• Sample Self-Service Pet Wash Press Release Announcement

    Dirty Dogs Done Dirt Cheap (Press Release)

    Just when I thought I'd heard and seen it all, I learned that Mary Beth Conwell has installed a self-serve dog wash at the carwash she and her husband, Martin, own.

    The carwash is on the corner of Davis and West Thurston streets in Elmira.

    If you're like me, the mention of a dog wash brings a Jetsons-like scenario to mind. Dirty dog stands on a conveyer belt, which carries dirty dog through an automated machine that cleans, dries and fluffs up its coat like magic.

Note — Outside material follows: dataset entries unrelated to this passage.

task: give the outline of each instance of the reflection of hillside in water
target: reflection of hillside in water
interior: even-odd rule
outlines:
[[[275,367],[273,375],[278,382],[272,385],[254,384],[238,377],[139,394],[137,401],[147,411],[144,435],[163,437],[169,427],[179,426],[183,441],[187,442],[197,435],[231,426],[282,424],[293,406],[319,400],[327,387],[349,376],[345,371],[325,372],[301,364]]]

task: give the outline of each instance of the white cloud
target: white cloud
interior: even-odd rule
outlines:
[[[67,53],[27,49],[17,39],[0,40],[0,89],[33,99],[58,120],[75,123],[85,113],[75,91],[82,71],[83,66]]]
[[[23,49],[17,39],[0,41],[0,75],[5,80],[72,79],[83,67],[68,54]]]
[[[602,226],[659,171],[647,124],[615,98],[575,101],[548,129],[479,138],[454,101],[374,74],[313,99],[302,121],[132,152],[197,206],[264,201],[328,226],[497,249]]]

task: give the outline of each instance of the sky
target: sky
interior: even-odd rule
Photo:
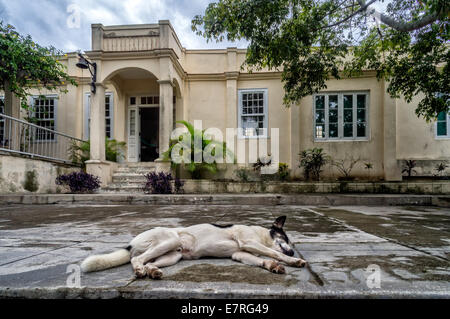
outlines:
[[[157,23],[170,20],[187,49],[245,48],[241,42],[209,42],[191,30],[191,20],[213,0],[0,0],[0,20],[42,46],[64,52],[91,49],[91,24]],[[79,17],[79,18],[78,18]]]
[[[0,20],[42,46],[64,52],[91,49],[91,24],[157,23],[170,20],[187,49],[246,48],[247,42],[217,43],[191,30],[195,15],[214,0],[0,0]],[[385,1],[385,4],[389,2]],[[381,9],[379,5],[377,9]]]

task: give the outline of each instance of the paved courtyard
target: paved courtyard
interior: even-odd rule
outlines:
[[[288,217],[285,229],[307,268],[286,267],[285,275],[276,275],[231,260],[201,259],[164,268],[163,279],[152,281],[135,279],[128,264],[81,274],[80,287],[72,287],[76,265],[85,257],[124,247],[149,228],[197,223],[270,227],[281,215]],[[3,205],[0,296],[449,298],[450,209]]]

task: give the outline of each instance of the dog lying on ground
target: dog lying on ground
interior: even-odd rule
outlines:
[[[278,261],[293,267],[306,265],[304,260],[293,257],[294,250],[283,231],[285,221],[286,216],[277,218],[270,229],[215,224],[185,228],[157,227],[136,236],[127,248],[86,258],[81,269],[92,272],[131,262],[136,277],[160,279],[163,273],[159,268],[174,265],[182,259],[216,257],[232,258],[284,274],[285,269]]]

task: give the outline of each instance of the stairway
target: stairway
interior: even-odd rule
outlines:
[[[102,193],[143,194],[145,174],[156,171],[155,163],[121,164],[112,176],[112,183],[102,187]]]

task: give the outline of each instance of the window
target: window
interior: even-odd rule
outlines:
[[[267,89],[239,91],[240,138],[267,137]]]
[[[0,114],[5,113],[5,100],[3,96],[0,96]],[[3,146],[5,140],[5,119],[0,117],[0,147]]]
[[[56,129],[56,97],[34,97],[33,115],[34,123],[40,127],[45,127],[54,131]],[[55,134],[46,130],[36,130],[37,141],[54,141]]]
[[[450,138],[450,113],[440,112],[436,122],[436,137]]]
[[[84,138],[89,139],[90,135],[90,123],[91,123],[91,95],[86,94],[86,102],[84,109]],[[114,135],[114,98],[113,93],[105,94],[105,136],[109,139]]]
[[[314,96],[315,140],[364,140],[368,137],[368,93]]]

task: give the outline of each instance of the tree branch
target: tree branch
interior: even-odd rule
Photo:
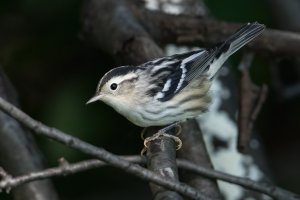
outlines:
[[[139,164],[145,164],[146,160],[143,159],[141,156],[119,156],[122,159],[125,159],[127,161],[133,162],[133,163],[139,163]],[[0,180],[0,190],[4,189],[10,189],[16,186],[19,186],[23,183],[29,182],[29,181],[34,181],[34,180],[39,180],[39,179],[45,179],[45,178],[50,178],[54,176],[66,176],[70,174],[74,174],[77,172],[93,169],[93,168],[99,168],[103,166],[107,166],[108,164],[96,160],[96,159],[91,159],[91,160],[86,160],[86,161],[81,161],[77,162],[74,164],[69,164],[66,163],[65,161],[61,162],[61,165],[58,167],[53,167],[49,169],[45,169],[39,172],[33,172],[30,174],[26,174],[23,176],[18,176],[18,177],[11,177],[8,175],[5,171],[0,170],[0,177],[5,177],[4,179]],[[219,179],[223,180],[229,183],[237,184],[242,187],[264,193],[266,195],[269,195],[275,199],[279,200],[299,200],[300,197],[297,194],[291,193],[289,191],[286,191],[282,188],[276,187],[271,184],[267,183],[258,183],[255,181],[252,181],[247,178],[241,178],[238,176],[233,176],[229,175],[226,173],[218,172],[206,167],[203,167],[201,165],[192,163],[187,160],[183,159],[177,159],[177,165],[181,169],[189,170],[190,172],[206,176],[208,178],[212,179]]]
[[[188,120],[182,125],[182,131],[184,133],[180,135],[180,138],[183,146],[178,152],[178,157],[196,165],[213,169],[198,123],[195,120]],[[206,196],[216,200],[222,199],[216,180],[204,178],[190,170],[181,170],[180,172],[184,182],[197,188]]]
[[[17,94],[0,67],[0,96],[15,105]],[[32,134],[15,119],[0,111],[0,166],[20,176],[44,168],[41,152]],[[22,164],[20,164],[22,163]],[[12,191],[15,200],[56,200],[57,193],[49,180],[32,182]]]
[[[210,198],[203,196],[194,188],[179,182],[174,182],[167,180],[156,173],[146,170],[139,165],[130,163],[127,160],[124,160],[103,148],[96,147],[92,144],[84,142],[76,137],[68,135],[58,129],[47,127],[41,122],[35,121],[30,116],[13,106],[12,104],[6,102],[2,97],[0,97],[0,109],[4,112],[18,120],[21,124],[33,130],[39,135],[46,136],[53,140],[56,140],[62,144],[65,144],[69,147],[77,149],[83,153],[96,157],[102,161],[107,162],[111,166],[123,169],[124,171],[137,176],[143,180],[151,181],[153,183],[159,184],[163,187],[169,188],[171,190],[177,191],[187,197],[192,199],[207,199]]]
[[[161,127],[149,127],[143,132],[145,137],[157,133]],[[172,133],[170,133],[172,134]],[[149,141],[146,148],[148,169],[156,172],[162,177],[178,181],[178,171],[176,165],[176,144],[172,138],[159,137]],[[161,187],[160,185],[150,184],[154,199],[164,200],[183,200],[176,192]]]

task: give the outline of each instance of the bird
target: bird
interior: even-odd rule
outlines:
[[[113,68],[87,104],[102,101],[140,127],[195,118],[208,109],[211,83],[224,62],[264,29],[258,22],[247,23],[211,48]]]

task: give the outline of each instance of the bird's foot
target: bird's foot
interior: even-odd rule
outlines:
[[[169,133],[167,133],[168,131],[172,130],[173,128],[176,128],[176,134],[175,135],[171,135]],[[142,139],[144,139],[144,130],[142,131],[141,137]],[[179,150],[182,147],[182,141],[179,139],[179,137],[177,137],[179,134],[181,133],[181,126],[179,123],[174,123],[171,124],[167,127],[164,127],[162,129],[160,129],[157,133],[155,133],[154,135],[150,136],[150,137],[146,137],[144,139],[144,148],[141,151],[141,155],[143,155],[147,149],[149,148],[149,142],[157,140],[161,137],[168,137],[171,138],[175,141],[176,143],[176,150]]]

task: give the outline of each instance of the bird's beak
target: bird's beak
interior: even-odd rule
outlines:
[[[102,98],[102,95],[97,95],[97,96],[94,96],[94,97],[92,97],[90,100],[88,100],[87,102],[86,102],[86,104],[90,104],[90,103],[93,103],[93,102],[95,102],[95,101],[98,101],[98,100],[101,100],[101,98]]]

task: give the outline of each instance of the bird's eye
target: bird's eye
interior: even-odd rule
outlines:
[[[112,84],[110,85],[110,89],[112,89],[112,90],[117,89],[117,87],[118,87],[118,84],[116,84],[116,83],[112,83]]]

No fuss, no muss.

    With that image in my head, imagine my surprise when I went to the carwash to see for myself what a self-serve dog wash actually is. The big yellow paw prints painted on the parking lot led to a door that opened to the dog wash area, formerly the carwash's storage area.

    When I opened the door, there it was -- a large, metal, waist-high tub with a walk-up ramp at the rear and snap-on leash near the front drain to ensure Fido stays put during the wash. A rotary switch allows the pet owner to dispense shampoo, rinse and conditioner, oatmeal shampoo, flea/tick treatment and de-skunker through a hand-held wand, a shorter version of the ones used at many coin-operated automobile washes. A vacuum hose sucks the water from the fur when the bath is finished.

    I left the dog wash thinking "What simple concept. Why didn't I think of the idea?"

    Conwell assured me my reaction was one she gets often. The dog wash she installed about three weeks ago is distributed by the Kleen-Rite Corp. of Columbia, Pa.

    She's had fun familiarizing people with the concept and she's been "pleasantly surprised" with the results.

    So is Keith Lutz, Kleen-Rite's vice-president. Sales of the systems, he said, have grown exponentially since the carwash system/supplies vendor started selling them three years ago. According to a CBS news feature on the dog washes broadcast earlier this year, about 700 similar set-ups can be found around the country. Lutz said a handful of companies make competing dog wash systems. But wherever they are, their popularity is assured.

    Theresa Goodwin recently used the Conwell's dog wash on her 2-year-old St. Bernard, Gabbie, and can see why.

    "It was nice. The pressure in the hoses, the shampoo coming out, everything was so easy. I just had to click the dial," she said. The dog wash will come in handy, she said and will save her money on Gabbie's grooming expenses.

    How much money? The minimum cost is $5, but just like the coin-operated car washes, the more money you put in, the longer the bath time. It cost Goodwin $7 to wash Gabbie, compared with the $40 fee charged by a professional dog groomer for a bath, toe nail clipping and coat trimming.

    When Jim MacIntosh of Horseheads took his golden retriever, Kelsey, to the dog wash about a week ago, he was surprised that he had to wait his turn. It seemed Kelsey had a run-in with a skunk. The recommended method of getting rid of the stink, a hydrogen peroxide-baking soda mixture, didn't work. The de-skunker option at the dog wash did, MacIntosh said.

    While the word about the new wash option circulates among dog owners, Conwell said she's having a ball retrieving the messages about the dog wash left on her answering machine.

    "(The callers) say 'This is wonderful idea.' They love that they don't have to clean the dog in their homes and don't have to bend over; it's so easy, a great idea; it's one of those things that is convenient and priced right; and they can get their cars washed as well as the dog," she said.